What is the best wireless router?



D-link btw if you are planning to access it on different floors of a house then it won't work. I'm using it for more than 1.5 year now.
 
I have gone through 3 different $100 + routers in the last 6 months. The issues were when running scrapebox on my wireless laptop, the router(s) would just take a shit and stop broadcasting a wireless signal. It was a major pain in the ass and was effecting my ability to use scrapebox successfully.

Well after doing some major research I settled for this: netgear N600
So far it has been 3 days (running scrapebox almost 24-7) with ZERO dropped signals. I haven't had to restart it once aside from upgrading the firmware when I first set it up.
 
That ASUS RT-N56U router for just $125 looks like the best bang for your buck at the moment.

Any here actually own one?
 
That ASUS RT-N56U router for just $125 looks like the best bang for your buck at the moment.
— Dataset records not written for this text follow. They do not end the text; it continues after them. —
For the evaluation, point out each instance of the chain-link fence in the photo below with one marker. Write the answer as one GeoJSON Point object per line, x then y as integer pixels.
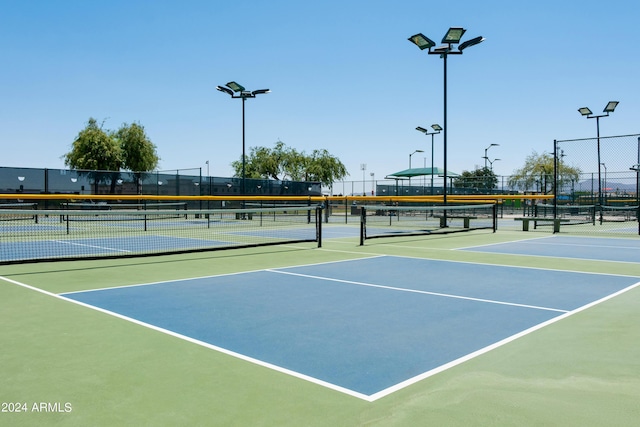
{"type": "Point", "coordinates": [181, 182]}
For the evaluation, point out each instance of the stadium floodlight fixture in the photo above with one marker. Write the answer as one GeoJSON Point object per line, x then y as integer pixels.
{"type": "Point", "coordinates": [225, 90]}
{"type": "Point", "coordinates": [232, 89]}
{"type": "Point", "coordinates": [260, 91]}
{"type": "Point", "coordinates": [451, 38]}
{"type": "Point", "coordinates": [471, 42]}
{"type": "Point", "coordinates": [610, 107]}
{"type": "Point", "coordinates": [422, 41]}
{"type": "Point", "coordinates": [235, 87]}
{"type": "Point", "coordinates": [585, 111]}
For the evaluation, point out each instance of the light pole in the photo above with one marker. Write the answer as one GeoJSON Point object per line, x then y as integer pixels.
{"type": "Point", "coordinates": [605, 180]}
{"type": "Point", "coordinates": [235, 90]}
{"type": "Point", "coordinates": [587, 112]}
{"type": "Point", "coordinates": [636, 168]}
{"type": "Point", "coordinates": [485, 153]}
{"type": "Point", "coordinates": [436, 127]}
{"type": "Point", "coordinates": [451, 38]}
{"type": "Point", "coordinates": [416, 151]}
{"type": "Point", "coordinates": [491, 162]}
{"type": "Point", "coordinates": [373, 183]}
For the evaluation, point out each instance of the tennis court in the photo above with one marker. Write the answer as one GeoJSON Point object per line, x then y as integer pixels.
{"type": "Point", "coordinates": [409, 330]}
{"type": "Point", "coordinates": [596, 249]}
{"type": "Point", "coordinates": [373, 337]}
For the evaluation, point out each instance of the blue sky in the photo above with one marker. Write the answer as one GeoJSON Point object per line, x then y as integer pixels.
{"type": "Point", "coordinates": [342, 74]}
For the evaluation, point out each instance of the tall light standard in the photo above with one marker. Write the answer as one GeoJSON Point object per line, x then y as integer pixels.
{"type": "Point", "coordinates": [416, 151]}
{"type": "Point", "coordinates": [587, 112]}
{"type": "Point", "coordinates": [451, 38]}
{"type": "Point", "coordinates": [491, 163]}
{"type": "Point", "coordinates": [485, 153]}
{"type": "Point", "coordinates": [605, 179]}
{"type": "Point", "coordinates": [235, 90]}
{"type": "Point", "coordinates": [436, 127]}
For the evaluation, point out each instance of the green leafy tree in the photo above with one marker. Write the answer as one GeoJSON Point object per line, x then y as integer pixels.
{"type": "Point", "coordinates": [479, 180]}
{"type": "Point", "coordinates": [101, 154]}
{"type": "Point", "coordinates": [139, 153]}
{"type": "Point", "coordinates": [537, 174]}
{"type": "Point", "coordinates": [95, 150]}
{"type": "Point", "coordinates": [285, 163]}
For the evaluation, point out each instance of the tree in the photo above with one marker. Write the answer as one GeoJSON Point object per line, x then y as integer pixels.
{"type": "Point", "coordinates": [537, 173]}
{"type": "Point", "coordinates": [96, 150]}
{"type": "Point", "coordinates": [285, 163]}
{"type": "Point", "coordinates": [479, 180]}
{"type": "Point", "coordinates": [138, 152]}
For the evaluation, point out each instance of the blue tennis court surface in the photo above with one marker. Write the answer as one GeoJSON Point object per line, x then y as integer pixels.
{"type": "Point", "coordinates": [365, 326]}
{"type": "Point", "coordinates": [604, 249]}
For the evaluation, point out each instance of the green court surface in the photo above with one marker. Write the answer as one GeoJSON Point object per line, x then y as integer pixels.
{"type": "Point", "coordinates": [65, 364]}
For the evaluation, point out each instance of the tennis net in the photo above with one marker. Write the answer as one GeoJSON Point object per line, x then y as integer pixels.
{"type": "Point", "coordinates": [589, 214]}
{"type": "Point", "coordinates": [13, 211]}
{"type": "Point", "coordinates": [379, 221]}
{"type": "Point", "coordinates": [90, 234]}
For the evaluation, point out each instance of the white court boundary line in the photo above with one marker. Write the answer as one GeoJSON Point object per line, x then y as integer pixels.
{"type": "Point", "coordinates": [368, 398]}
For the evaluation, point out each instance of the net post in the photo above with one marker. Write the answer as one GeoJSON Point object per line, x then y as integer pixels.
{"type": "Point", "coordinates": [318, 224]}
{"type": "Point", "coordinates": [495, 217]}
{"type": "Point", "coordinates": [363, 220]}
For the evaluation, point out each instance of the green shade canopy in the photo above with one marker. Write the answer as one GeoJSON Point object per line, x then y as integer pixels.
{"type": "Point", "coordinates": [413, 172]}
Been using it for the past 6 months it's been pretty good. Router is in the corner of the basement so the main floor and basement get good coverage, 2nd story the signal drops off quite a bit. The desktop on the 2nd story uses the asus usb-n13 wifi card and it's not that good with dropping the connection all the time. Everything else from laptops, ipods, tablet all connect well via G or N wifi modes well but that 2nd story the throughput with any device is poor. Asus updates the bios about every 3-4 months. It has a USB port so you could attach storage if needed for NAS and/or FTP server. The admin interface is a bit odd compared to linksys or netgear. It doesn't have any antenna's so you can orient it either standing up to radiate the signal out horizontally or lay it flat to radiate vertical.

I went through looking at a bunch of higher end routers including Netgear's the SOHO Cisco models. Comes down to what you really want from a security standpoint IMO, otherwise buy multiple cheap routers. For my second story connections the plan is use some powerline adapters for either a direct connection or add another wifi router extended from the asus router.
 
I'm going through the same search right now. Seems like a lot of the high end, new models all have issues with dropped connections, either wireless or wired.
 
What does the firmware have to do with anything?

It is the "operating system" on the router. Some are proprietary pieces of shit that can't handle large amounts of connections, hog resources, and/or crash all the time. DD-WRT and Tomato are linux based, don't crash, and add many features of more expensive routers. The only time my router gets restarted is when my power goes out.